The crowd also set three British armored vehicles on fire, apparently with petrol bombs and a rocket-propelled grenade, but the British soldiers inside escaped unhurt, witnesses said. British fired weapons into the air in an effort to disperse the crowd, Khazim said.
Shooting broke out between the British and armed militiamen, and at least four people, including a child, were killed, the police officer said. Two of the victims were adults shot by British forces while driving a car in the area, he said.
Crowds chanted ''we are all soldiers of al-Sayed,'' a reference to radical Shiite cleric Muqtada al-Sadr, an ardent foe of the presence of foreign troops in Iraq.
Later the crowd began to scatter as they heard an explosion. Groups of men set fire to tires in the streets and the situation remained tense.
The chaotic scene was widely shown on Iraqi state television and on the al-Jazeera satellite station.
The attack came at a difficult time for the government of Prime Minister Tony Blair in Britain, where many people oppose the US-led Iraq war.
After a poor showing by his Labour Party in local elections this week, Blair overhauled his Cabinet, ousting Foreign Secretary Jack Straw's following rumors that he and Blair had differed on issues including Iraq. Straw reportedly had expressed doubts about the Iraq war to his boss.
In violence elsewhere, a suicide bomber wearing an Iraqi army uniform entered an Iraqi base in Tikrit and detonated an explosives belt, killing an Iraqi lieutenant colonel, a major and a lieutenant, and wounding a lieutenant colonel, said Iraqi Defense Ministry spokesman Maj. Gen. Abdul-Aziz Mohammed Jassim.

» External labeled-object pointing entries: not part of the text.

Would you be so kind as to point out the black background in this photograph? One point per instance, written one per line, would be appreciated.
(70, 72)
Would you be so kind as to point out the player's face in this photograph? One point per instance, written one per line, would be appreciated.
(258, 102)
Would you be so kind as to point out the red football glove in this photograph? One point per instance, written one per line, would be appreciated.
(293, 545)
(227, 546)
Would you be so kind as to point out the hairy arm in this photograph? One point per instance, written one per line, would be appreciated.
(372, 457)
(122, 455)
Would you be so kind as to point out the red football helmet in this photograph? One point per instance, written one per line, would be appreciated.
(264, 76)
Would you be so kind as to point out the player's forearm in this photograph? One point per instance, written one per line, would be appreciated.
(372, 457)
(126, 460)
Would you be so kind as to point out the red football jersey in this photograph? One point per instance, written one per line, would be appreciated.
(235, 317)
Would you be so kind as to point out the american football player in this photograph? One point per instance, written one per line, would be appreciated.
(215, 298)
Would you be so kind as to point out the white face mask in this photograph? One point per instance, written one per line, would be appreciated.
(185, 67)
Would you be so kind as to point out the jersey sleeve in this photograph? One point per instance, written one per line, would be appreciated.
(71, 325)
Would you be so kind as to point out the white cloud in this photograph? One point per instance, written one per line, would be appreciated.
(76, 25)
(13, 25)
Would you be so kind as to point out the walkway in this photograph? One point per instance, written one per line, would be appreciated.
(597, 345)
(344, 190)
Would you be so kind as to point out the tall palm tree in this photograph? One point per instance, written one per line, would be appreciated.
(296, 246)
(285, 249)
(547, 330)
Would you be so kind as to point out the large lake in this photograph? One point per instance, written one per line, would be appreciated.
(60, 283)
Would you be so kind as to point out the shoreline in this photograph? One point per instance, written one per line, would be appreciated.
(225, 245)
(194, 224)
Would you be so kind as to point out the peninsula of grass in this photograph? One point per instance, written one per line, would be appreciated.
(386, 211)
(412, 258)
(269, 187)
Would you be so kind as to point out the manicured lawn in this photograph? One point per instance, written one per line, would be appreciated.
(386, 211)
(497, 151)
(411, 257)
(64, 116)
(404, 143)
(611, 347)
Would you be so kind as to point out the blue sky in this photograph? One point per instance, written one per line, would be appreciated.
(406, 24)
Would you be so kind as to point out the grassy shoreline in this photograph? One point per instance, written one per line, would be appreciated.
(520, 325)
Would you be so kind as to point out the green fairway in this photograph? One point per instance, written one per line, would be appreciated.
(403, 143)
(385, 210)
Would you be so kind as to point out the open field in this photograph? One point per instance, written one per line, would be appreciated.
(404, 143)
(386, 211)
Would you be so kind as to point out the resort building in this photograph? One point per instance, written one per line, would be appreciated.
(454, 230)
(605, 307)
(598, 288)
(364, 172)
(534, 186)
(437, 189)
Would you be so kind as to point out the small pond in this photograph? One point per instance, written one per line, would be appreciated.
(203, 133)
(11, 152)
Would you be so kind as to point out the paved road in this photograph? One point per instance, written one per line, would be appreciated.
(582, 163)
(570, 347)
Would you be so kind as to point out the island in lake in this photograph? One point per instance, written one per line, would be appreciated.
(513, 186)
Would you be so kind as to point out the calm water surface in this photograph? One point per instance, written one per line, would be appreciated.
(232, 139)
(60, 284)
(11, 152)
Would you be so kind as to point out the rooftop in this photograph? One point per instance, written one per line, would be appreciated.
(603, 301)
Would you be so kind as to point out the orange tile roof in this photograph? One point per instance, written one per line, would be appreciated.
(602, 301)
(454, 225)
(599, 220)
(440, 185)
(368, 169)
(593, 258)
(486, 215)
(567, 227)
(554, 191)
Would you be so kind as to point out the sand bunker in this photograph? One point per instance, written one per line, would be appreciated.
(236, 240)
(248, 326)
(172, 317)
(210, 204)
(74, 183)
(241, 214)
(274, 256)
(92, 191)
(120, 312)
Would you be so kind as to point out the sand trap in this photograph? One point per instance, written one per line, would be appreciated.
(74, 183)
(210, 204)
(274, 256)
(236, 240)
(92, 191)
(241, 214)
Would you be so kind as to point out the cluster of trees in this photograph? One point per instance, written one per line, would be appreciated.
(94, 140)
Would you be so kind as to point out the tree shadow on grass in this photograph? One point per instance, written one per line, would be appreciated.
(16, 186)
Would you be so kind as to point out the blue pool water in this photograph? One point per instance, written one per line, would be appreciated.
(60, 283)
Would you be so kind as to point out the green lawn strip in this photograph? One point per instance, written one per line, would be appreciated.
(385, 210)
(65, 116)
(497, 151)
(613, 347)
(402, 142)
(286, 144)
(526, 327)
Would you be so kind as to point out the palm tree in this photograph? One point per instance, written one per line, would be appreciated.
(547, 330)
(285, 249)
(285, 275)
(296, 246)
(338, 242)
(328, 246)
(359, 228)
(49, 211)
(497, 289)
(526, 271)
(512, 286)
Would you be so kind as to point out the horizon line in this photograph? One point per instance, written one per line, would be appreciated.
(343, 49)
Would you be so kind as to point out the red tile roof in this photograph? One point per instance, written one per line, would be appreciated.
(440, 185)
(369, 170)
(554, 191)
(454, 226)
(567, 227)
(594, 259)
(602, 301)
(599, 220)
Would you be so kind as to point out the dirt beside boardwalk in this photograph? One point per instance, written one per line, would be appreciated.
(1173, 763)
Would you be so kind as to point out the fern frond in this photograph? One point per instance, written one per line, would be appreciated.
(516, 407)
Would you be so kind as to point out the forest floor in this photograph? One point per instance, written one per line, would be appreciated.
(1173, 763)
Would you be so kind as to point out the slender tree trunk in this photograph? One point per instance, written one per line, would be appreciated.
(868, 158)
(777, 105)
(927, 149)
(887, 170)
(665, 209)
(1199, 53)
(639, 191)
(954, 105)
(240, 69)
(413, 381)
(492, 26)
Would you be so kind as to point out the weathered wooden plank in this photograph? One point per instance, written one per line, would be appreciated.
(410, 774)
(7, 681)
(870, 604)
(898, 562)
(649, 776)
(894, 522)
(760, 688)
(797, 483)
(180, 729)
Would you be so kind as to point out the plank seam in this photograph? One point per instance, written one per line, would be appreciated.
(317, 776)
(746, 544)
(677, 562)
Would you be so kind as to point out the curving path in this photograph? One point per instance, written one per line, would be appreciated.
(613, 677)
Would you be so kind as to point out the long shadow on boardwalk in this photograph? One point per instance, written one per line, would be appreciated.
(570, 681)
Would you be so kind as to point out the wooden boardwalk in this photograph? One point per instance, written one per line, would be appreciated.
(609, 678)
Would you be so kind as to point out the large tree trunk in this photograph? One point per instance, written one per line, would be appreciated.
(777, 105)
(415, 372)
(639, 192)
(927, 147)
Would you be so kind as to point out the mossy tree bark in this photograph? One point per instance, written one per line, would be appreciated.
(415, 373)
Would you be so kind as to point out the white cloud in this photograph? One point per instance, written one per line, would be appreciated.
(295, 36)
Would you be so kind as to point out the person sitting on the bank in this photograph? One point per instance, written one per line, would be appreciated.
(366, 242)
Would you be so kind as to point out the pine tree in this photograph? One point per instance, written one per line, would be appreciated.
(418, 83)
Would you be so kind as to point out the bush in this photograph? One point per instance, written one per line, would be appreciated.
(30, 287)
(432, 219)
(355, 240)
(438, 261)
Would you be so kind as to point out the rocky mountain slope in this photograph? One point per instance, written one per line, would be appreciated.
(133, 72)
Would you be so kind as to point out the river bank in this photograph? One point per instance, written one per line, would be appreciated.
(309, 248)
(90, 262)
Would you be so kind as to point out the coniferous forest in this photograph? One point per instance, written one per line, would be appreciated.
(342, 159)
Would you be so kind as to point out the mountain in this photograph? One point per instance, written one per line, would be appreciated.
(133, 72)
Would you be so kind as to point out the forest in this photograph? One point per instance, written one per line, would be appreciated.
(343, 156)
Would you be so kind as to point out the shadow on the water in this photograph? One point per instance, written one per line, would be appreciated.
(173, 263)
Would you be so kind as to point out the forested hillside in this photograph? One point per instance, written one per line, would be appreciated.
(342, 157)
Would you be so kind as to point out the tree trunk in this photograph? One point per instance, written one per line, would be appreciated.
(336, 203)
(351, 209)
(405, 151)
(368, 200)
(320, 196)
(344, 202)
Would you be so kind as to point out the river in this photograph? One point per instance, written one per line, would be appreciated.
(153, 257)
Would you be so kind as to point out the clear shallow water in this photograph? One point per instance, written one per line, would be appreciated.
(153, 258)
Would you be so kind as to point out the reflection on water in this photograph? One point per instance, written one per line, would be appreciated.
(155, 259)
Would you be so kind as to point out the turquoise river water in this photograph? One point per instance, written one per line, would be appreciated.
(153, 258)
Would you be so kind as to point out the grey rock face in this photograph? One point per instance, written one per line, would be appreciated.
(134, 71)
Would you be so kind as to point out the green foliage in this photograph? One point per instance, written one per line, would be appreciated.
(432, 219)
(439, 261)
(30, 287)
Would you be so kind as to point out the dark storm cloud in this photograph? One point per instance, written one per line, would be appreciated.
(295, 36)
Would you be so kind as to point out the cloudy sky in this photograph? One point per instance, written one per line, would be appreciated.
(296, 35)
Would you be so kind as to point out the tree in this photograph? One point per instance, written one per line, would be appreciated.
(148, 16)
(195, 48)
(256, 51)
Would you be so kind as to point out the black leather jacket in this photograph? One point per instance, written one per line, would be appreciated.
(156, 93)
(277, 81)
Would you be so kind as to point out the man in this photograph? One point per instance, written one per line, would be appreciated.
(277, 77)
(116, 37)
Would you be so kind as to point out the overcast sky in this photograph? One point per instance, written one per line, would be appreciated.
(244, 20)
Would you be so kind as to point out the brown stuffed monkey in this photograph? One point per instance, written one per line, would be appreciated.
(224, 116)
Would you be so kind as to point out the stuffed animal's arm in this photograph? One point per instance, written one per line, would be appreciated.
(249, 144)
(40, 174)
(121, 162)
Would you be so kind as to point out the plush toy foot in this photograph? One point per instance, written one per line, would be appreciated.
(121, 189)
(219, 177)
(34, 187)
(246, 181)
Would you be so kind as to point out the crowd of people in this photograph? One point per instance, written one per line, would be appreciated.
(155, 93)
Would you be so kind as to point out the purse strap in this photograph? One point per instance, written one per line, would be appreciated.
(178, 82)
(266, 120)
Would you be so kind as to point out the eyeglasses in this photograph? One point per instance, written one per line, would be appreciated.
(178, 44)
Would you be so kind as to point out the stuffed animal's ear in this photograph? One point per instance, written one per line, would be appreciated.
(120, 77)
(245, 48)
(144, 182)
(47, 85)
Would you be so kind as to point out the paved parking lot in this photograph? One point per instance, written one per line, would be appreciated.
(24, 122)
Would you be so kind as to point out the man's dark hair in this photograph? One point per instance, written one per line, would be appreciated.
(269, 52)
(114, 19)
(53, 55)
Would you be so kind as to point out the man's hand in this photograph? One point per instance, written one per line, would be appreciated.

The US command also announced that an American soldier was killed by the roadside bomb in Baghdad on Friday. At least 2,417 members of the US military have died since the Iraq war started in March 2003.
Britain has about 8,000 troops based in the mostly Shiite Basra area, and southern Iraq has long been much less violent than Baghdad and western Iraq where Sunni Arab-led insurgents and al-Qaeda in Iraq launch many attacks against Iraqi civilians and US and Iraqi forces.